Pakistani search and rescue teams have recovered the flight data recorder and cockpit voice recorder from the debris of Bhoja Air Boeing 737-200 that crashed on the night of 20 April.
They have been handed over to the Civil Aviation Authority of Pakistan (CAAP), says local news reports.
Farouk Omar Bhoja, the airline's chairman and chief executive, has been barred from leaving the country and placed in protective custody as investigations of the country's second-worst air disaster begin.
Bhoja Air has confirmed that all 121 passengers and six crew members on board died in the incident.
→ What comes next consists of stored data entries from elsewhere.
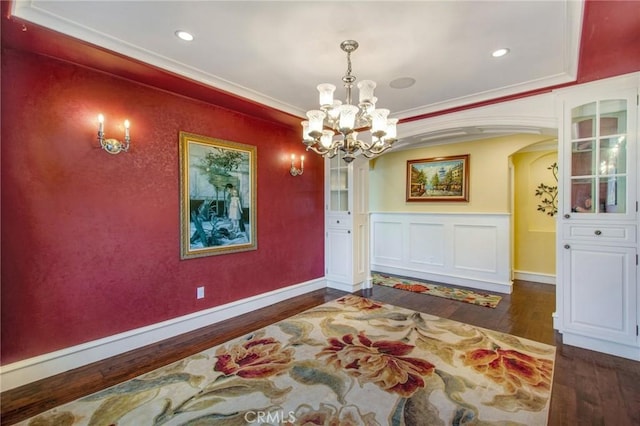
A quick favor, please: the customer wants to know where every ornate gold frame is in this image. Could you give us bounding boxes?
[179,132,257,258]
[406,154,469,202]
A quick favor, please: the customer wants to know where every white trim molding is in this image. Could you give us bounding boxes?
[0,278,326,391]
[394,92,558,151]
[513,270,556,285]
[561,332,640,361]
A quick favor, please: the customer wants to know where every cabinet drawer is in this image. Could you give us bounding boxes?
[562,224,636,244]
[326,214,352,229]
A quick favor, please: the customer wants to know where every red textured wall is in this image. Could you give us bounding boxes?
[577,0,640,82]
[0,48,325,364]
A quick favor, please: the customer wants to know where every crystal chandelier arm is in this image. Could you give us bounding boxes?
[305,143,340,159]
[367,143,394,155]
[360,142,394,158]
[358,139,386,154]
[358,116,398,153]
[305,144,328,155]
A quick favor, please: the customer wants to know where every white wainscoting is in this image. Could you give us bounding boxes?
[0,277,326,391]
[371,212,513,294]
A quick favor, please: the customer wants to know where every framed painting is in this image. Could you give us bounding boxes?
[406,154,469,202]
[179,131,257,259]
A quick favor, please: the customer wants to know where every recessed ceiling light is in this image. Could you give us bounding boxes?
[492,48,510,58]
[175,30,194,42]
[390,77,416,89]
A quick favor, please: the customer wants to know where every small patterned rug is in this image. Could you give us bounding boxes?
[372,272,502,308]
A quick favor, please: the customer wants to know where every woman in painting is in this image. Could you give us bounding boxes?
[228,188,242,230]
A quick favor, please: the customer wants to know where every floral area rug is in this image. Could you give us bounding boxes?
[372,272,503,308]
[20,296,554,425]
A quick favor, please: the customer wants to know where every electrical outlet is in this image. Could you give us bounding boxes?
[196,286,205,299]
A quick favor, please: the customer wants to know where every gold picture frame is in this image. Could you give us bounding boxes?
[407,154,469,202]
[179,131,257,258]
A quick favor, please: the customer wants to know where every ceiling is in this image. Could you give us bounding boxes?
[5,1,634,148]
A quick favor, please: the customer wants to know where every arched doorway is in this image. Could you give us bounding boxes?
[509,140,558,284]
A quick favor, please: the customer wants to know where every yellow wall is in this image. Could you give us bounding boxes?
[512,150,558,275]
[370,134,552,213]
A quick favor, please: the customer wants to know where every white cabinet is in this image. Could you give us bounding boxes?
[325,152,370,291]
[561,243,637,345]
[326,227,353,283]
[555,73,639,360]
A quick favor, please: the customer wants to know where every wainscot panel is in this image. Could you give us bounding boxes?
[370,212,513,294]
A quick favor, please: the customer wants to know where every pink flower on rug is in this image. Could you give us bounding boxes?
[461,348,553,394]
[337,295,383,310]
[394,283,429,293]
[214,332,294,379]
[317,331,435,397]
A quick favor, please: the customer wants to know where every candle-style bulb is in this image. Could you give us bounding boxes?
[98,114,104,133]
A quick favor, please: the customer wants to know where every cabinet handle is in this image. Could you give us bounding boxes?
[594,230,602,236]
[348,211,351,215]
[564,214,571,219]
[564,244,570,249]
[348,230,351,234]
[336,220,340,224]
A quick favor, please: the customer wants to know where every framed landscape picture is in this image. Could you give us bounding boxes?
[407,154,469,202]
[179,132,257,259]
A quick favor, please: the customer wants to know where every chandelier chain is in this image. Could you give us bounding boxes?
[345,50,352,82]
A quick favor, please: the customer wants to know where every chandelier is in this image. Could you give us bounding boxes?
[301,40,398,163]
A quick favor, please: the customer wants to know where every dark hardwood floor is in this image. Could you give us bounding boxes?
[2,279,639,425]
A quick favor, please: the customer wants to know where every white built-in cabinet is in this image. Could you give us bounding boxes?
[555,73,639,360]
[325,152,370,292]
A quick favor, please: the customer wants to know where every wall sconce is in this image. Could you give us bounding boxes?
[290,154,304,176]
[97,114,130,154]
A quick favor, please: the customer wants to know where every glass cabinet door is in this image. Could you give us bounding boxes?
[569,99,628,215]
[328,152,349,212]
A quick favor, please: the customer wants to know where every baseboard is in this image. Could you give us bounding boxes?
[561,331,640,361]
[513,270,556,285]
[0,277,326,392]
[326,278,369,293]
[552,312,560,330]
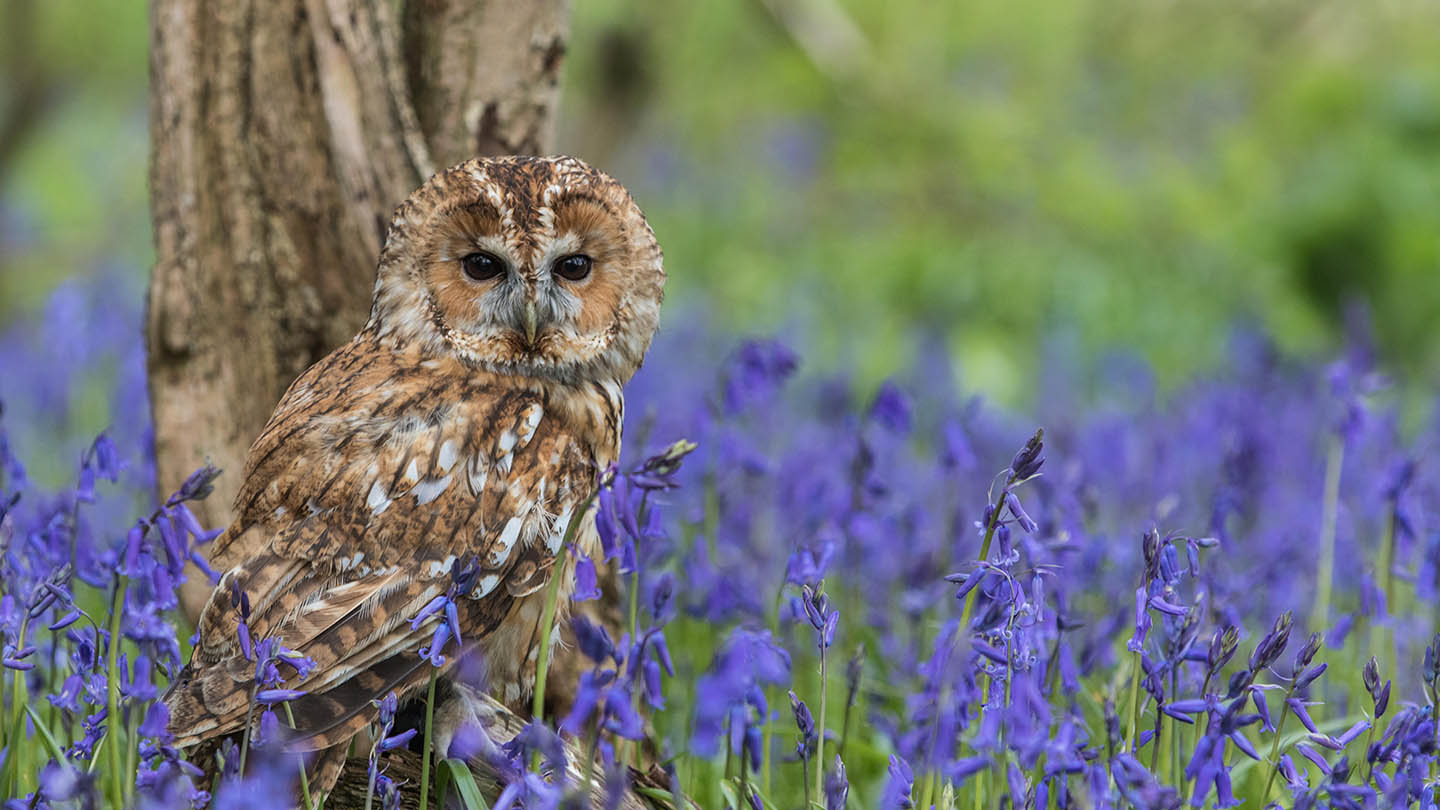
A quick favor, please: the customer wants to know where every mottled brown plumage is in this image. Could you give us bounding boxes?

The aircraft was on a scheduled service from Karachi to Islamabad when it crashed roughly four miles from the capital's Benazir Bhutto International airport.
There was bad weather with heavy rain and a low cloud ceiling at the time of the incident, although the head of the CAAP was quoted in local newspapers as saying that another aircraft landed safely five minutes before the crash.
The 737-200, which had the registration AP-BKC, was built in November 1984 and entered into service with British Airways in 1985. It was subsequently owned by Comair, which parked the aircraft in January 2011. Bhoja Air bought it in January 2012 and it entered into service with the airline on 3 March.
The Karachi-based airline only resumed operations in March after suspending services for several years because of financial difficulties.
The airline has one more 737-200 in active service and another 737-200, a 737-400 and a Boeing DC-9-30 in storage, according to Flightglobal Pro data.
Pakistan's worst air crash took place on 28 July 2010, when an Airblue Airbus A321 crashed into high terrain during a bungled circling approach into Islamabad. None of the 146 passengers and six crew members survived the incident. Investigators said that the captain's arrogance and poor airmanship was the main cause of the incident.